Currently, most AI compilers (the chefs' managers) handle this chain of tasks inefficiently. They treat each step as a separate trip to the pantry.

  1. Trip 1: Go get the ingredients, find the biggest number, write it down, and go back to the pantry.
  2. Trip 2: Go get the ingredients again, subtract the number, write down the sum, and go back.
  3. Trip 3: Go get the ingredients again to do the final division.

This is like a delivery driver who drops off a package, drives all the way back to the warehouse to pick up the next package, and drives back out again, even though the next package was sitting right next to the first one. It wastes time (latency) and clogs up the roads (memory bandwidth).

Furthermore, because each step depends on the result of the last, the kitchen has to store all the intermediate results on the counter. If the list of ingredients is huge, the counter gets cluttered, and the chef runs out of space to work.
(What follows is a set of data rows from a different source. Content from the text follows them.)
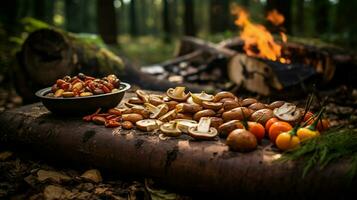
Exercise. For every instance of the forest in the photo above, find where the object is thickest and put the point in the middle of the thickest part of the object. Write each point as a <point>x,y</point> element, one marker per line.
<point>178,99</point>
<point>129,22</point>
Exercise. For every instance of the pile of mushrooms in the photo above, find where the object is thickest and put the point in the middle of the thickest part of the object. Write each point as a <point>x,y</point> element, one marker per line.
<point>200,115</point>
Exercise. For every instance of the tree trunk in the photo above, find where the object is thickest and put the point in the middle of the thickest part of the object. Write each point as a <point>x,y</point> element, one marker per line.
<point>43,10</point>
<point>200,167</point>
<point>107,22</point>
<point>321,16</point>
<point>73,17</point>
<point>300,17</point>
<point>189,19</point>
<point>133,26</point>
<point>283,7</point>
<point>166,21</point>
<point>49,54</point>
<point>219,15</point>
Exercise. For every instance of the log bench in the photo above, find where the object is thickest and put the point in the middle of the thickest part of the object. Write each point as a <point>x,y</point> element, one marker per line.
<point>182,164</point>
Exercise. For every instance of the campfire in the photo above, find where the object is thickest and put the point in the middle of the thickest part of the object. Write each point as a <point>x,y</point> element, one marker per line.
<point>255,61</point>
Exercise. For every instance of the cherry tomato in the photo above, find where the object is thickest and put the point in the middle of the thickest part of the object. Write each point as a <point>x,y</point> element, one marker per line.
<point>277,128</point>
<point>270,122</point>
<point>257,129</point>
<point>306,133</point>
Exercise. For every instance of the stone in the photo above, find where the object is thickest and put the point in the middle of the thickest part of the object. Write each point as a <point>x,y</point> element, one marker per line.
<point>92,175</point>
<point>53,192</point>
<point>57,177</point>
<point>5,155</point>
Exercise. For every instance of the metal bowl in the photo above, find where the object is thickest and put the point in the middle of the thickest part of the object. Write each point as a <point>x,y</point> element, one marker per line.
<point>81,105</point>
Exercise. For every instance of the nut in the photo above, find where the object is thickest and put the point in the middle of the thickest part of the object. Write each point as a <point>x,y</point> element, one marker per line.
<point>216,122</point>
<point>256,106</point>
<point>212,105</point>
<point>223,94</point>
<point>228,127</point>
<point>248,101</point>
<point>203,113</point>
<point>230,104</point>
<point>127,125</point>
<point>132,117</point>
<point>188,108</point>
<point>98,120</point>
<point>262,116</point>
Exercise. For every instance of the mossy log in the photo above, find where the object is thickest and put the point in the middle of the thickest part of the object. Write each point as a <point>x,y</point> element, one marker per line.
<point>182,164</point>
<point>50,53</point>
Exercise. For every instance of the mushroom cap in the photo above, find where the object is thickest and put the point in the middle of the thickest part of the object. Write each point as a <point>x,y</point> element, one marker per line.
<point>170,129</point>
<point>212,105</point>
<point>148,124</point>
<point>184,124</point>
<point>223,94</point>
<point>203,96</point>
<point>210,134</point>
<point>142,95</point>
<point>177,93</point>
<point>288,112</point>
<point>203,130</point>
<point>160,111</point>
<point>168,116</point>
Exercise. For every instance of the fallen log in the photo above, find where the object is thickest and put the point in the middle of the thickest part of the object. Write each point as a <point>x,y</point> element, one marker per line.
<point>195,167</point>
<point>49,54</point>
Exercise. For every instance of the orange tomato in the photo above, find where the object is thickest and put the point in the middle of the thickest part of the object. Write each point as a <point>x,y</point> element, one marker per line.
<point>286,141</point>
<point>277,128</point>
<point>270,122</point>
<point>308,116</point>
<point>257,129</point>
<point>323,125</point>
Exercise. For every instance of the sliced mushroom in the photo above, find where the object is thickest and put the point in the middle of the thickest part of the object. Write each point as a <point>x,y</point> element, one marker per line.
<point>142,95</point>
<point>170,129</point>
<point>228,127</point>
<point>223,94</point>
<point>229,105</point>
<point>157,111</point>
<point>204,113</point>
<point>212,105</point>
<point>262,116</point>
<point>135,100</point>
<point>237,113</point>
<point>203,131</point>
<point>216,122</point>
<point>248,101</point>
<point>171,104</point>
<point>185,124</point>
<point>188,108</point>
<point>148,124</point>
<point>132,117</point>
<point>200,97</point>
<point>275,104</point>
<point>190,101</point>
<point>168,116</point>
<point>155,100</point>
<point>140,110</point>
<point>177,93</point>
<point>256,106</point>
<point>130,105</point>
<point>184,116</point>
<point>288,112</point>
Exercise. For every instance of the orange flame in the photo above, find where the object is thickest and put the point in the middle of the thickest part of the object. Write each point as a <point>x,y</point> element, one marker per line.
<point>258,41</point>
<point>275,17</point>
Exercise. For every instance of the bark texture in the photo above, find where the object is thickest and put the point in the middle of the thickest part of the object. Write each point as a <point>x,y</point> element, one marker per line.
<point>205,167</point>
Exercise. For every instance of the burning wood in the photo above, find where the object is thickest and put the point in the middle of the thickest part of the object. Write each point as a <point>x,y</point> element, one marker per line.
<point>256,62</point>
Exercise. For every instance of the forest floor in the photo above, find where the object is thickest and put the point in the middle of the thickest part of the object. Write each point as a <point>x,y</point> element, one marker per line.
<point>25,176</point>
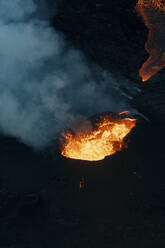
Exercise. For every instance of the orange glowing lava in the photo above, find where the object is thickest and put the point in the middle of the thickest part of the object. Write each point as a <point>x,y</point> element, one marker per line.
<point>153,14</point>
<point>104,139</point>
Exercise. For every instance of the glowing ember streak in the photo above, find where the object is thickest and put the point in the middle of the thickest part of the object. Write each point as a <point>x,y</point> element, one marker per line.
<point>104,140</point>
<point>153,14</point>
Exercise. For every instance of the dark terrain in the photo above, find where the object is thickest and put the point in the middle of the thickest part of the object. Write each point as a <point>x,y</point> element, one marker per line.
<point>122,201</point>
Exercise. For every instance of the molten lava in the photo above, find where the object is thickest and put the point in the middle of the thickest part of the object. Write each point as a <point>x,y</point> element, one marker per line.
<point>104,139</point>
<point>153,14</point>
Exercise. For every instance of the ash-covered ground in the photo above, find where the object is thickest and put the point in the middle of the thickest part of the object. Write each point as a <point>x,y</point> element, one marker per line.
<point>122,201</point>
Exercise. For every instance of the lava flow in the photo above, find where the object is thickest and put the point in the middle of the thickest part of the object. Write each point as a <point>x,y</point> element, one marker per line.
<point>153,14</point>
<point>105,138</point>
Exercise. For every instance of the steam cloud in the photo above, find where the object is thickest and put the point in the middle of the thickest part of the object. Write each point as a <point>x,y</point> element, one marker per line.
<point>44,85</point>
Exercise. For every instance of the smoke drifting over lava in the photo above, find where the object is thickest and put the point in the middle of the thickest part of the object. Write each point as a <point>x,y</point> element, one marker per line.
<point>44,84</point>
<point>153,14</point>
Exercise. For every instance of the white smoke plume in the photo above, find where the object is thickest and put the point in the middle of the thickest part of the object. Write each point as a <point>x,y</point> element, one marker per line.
<point>44,85</point>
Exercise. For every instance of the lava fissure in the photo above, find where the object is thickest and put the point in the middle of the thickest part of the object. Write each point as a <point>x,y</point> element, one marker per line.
<point>104,139</point>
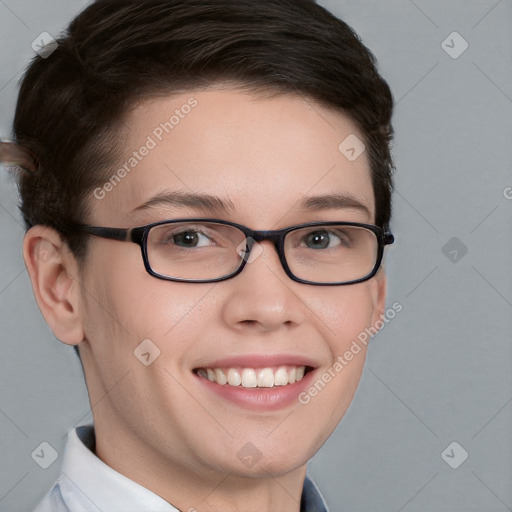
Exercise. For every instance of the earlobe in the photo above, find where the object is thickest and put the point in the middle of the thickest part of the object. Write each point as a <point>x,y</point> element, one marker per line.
<point>53,272</point>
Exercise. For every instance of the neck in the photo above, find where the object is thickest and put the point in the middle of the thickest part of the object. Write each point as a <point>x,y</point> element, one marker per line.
<point>192,487</point>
The Solution: RedFuser (The "Super-Organizer")

The paper introduces RedFuser, a new framework that acts like a genius sous-chef who realizes, "Wait, we don't need to make three separate trips! We can do all these steps in one smooth motion."

RedFuser uses a clever mathematical trick to fuse (merge) these separate steps into a single, continuous loop.

The Creative Analogy: The Assembly Line vs. The Relay Race

  • Old Way (Relay Race): Imagine a relay race where Runner A runs the whole track, stops, hands a baton to Runner B, who then runs the whole track again, stops, and hands it to Runner C. They are all running the same distance, but they keep stopping and starting.
  • RedFuser Way (Assembly Line): Now imagine an assembly line where the product moves down a conveyor belt. As it passes Station A, a worker adds a screw. As it immediately passes Station B, another worker adds a nut. As it passes Station C, a worker tightens it. The product never stops moving, and the workers don't have to run back and forth.

How RedFuser Works (The Magic Tricks)

1. The "One-Time Load" Trick
Instead of loading the data from the main pantry (memory) three times, RedFuser loads it once. It keeps the data in a small, super-fast "pocket" (on-chip memory) and performs all the math operations on it while it's there. This eliminates the traffic jams.

2. The "Incremental Update" Trick (The Rolling Calculator)
This is the paper's most brilliant insight. Usually, to do these steps, you need to know the entire result of the previous step before you can start the next one. If you have a million numbers, you'd need a huge counter to hold the sum of the first million before you can do the next step.

RedFuser uses an Incremental Computation method. Think of it like a rolling calculator:

  • Instead of waiting for the whole list to finish adding up, you add the first number, update your total, add the second number, update the total, and so on.
  • You don't need a giant counter; you just need a tiny pocket to hold the current total.
  • This allows the system to handle massive lists of data without running out of "counter space" (memory), even on small devices.

The Results: Speeding Up the Kitchen

The authors tested RedFuser on real-world AI tasks like:

  • Attention Mechanisms: The core of how AI models (like Chatbots) understand context.
  • MoE Routing: How models decide which "expert" to ask for help.
  • FP8 Quantization: A way to shrink models to make them faster.

The Outcome:

  • RedFuser made these tasks run 2 to 5 times faster than the best existing AI compilers (like TVM or PyTorch).
  • It performed just as well as hand-written code by expert engineers (who usually spend weeks manually optimizing these specific tasks).
  • Crucially, it did this automatically. You don't need a PhD in math to use it; the framework figures out the fusion for you.

In a Nutshell

RedFuser is a tool that stops AI computers from making unnecessary trips to the memory pantry. It combines multiple math steps into one smooth, continuous flow, allowing AI models to run significantly faster and more efficiently, bringing us closer to having super-smart, lightning-fast AI assistants.